From The Nation: By Lakshmi Chaudhry
"'I love [Hillary Clinton] so completely that, honestly, she would have to burn down the White House before I would say anything bad about her!' exclaimed Nora Ephron in a 1993 Newsday interview. Three years later, she told the Wellesley class of 1996, 'Understand: Every attack on Hillary Clinton for not knowing her place is an attack on you.' Come late 2006, however, Ephron was the one on the attack as one of the self-described 'Hillary resisters'--those who believe that 'she will do anything to win, who believe she doesn't really take a position unless it's completely safe,' as she wrote on her Huffington Post blog, 'who believe she has taken the concept of triangulation and pushed it to a geometric level never achieved by anyone including her own husband, who can't stand her position on the war, who don't trust her as far as you can spit.'

This rather dramatic change of heart encapsulates one of the great ironies of Hillary Clinton's bid for the presidency. Many of the very same feminists who were her most ardent supporters as First Lady are now fiercely opposed to her historic bid to become the first female President of the United States. The woman once described by Susan Faludi as a symbol of 'the joy of female independence' now evokes ambivalence, disdain and, sometimes, outright vitriol. ...

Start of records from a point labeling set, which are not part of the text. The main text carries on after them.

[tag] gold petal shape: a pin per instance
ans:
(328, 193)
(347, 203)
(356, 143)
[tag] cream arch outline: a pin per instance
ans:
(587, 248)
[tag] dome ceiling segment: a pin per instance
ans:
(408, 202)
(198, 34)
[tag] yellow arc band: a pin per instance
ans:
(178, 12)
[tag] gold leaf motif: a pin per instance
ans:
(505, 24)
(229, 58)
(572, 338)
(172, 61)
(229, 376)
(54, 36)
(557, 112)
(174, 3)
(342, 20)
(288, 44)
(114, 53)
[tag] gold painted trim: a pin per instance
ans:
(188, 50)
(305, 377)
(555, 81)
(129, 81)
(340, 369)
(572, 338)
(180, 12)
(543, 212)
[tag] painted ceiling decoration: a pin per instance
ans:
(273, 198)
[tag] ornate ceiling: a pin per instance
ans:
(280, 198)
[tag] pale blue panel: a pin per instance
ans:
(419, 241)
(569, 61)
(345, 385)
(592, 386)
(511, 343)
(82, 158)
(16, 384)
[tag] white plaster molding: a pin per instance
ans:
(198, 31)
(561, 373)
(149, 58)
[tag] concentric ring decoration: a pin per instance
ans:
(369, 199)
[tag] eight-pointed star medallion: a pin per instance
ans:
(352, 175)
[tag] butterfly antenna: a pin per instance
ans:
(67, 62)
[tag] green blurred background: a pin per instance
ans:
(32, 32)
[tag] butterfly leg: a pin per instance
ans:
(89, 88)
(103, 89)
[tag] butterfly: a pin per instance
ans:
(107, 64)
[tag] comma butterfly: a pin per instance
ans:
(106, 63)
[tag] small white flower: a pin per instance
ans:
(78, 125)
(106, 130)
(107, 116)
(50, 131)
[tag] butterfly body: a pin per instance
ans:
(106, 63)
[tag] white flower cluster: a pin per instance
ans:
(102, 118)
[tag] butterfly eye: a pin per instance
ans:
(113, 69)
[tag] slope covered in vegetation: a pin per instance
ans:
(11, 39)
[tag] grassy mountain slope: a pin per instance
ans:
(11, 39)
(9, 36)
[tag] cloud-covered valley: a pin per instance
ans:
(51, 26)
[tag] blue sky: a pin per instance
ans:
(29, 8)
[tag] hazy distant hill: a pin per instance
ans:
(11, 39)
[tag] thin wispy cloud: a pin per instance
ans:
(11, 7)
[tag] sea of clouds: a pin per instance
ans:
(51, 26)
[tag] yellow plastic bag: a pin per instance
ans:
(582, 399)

So what's up with the Hillary-bashing? "Women don't trust Hillary. They see her as an opportunist; many feel betrayed by her," wrote Susan Douglas in a May In These Times article titled "Why Women Hate Hillary." A month later, in her Newsweek column, Anna Quindlen declared, "The truth is that Senator Clinton has a woman problem."...

Let's be clear: Hillary has a "feminist problem," and more so with those who lean left. ...

Could it possibly be that some of us (i.e., progressive Americans, of whatever gender) don't like what we've seen since our initial, pre-1993 enthusiasm for Hillary? Or have been disappointed by her failure to provide inspiring or effective leadership on the issues of greatest importance to us during her time in the Senate (that is, when she hasn't been pointing in the wrong direction entirely)?

All very sad. Nothing very much to do with her gender.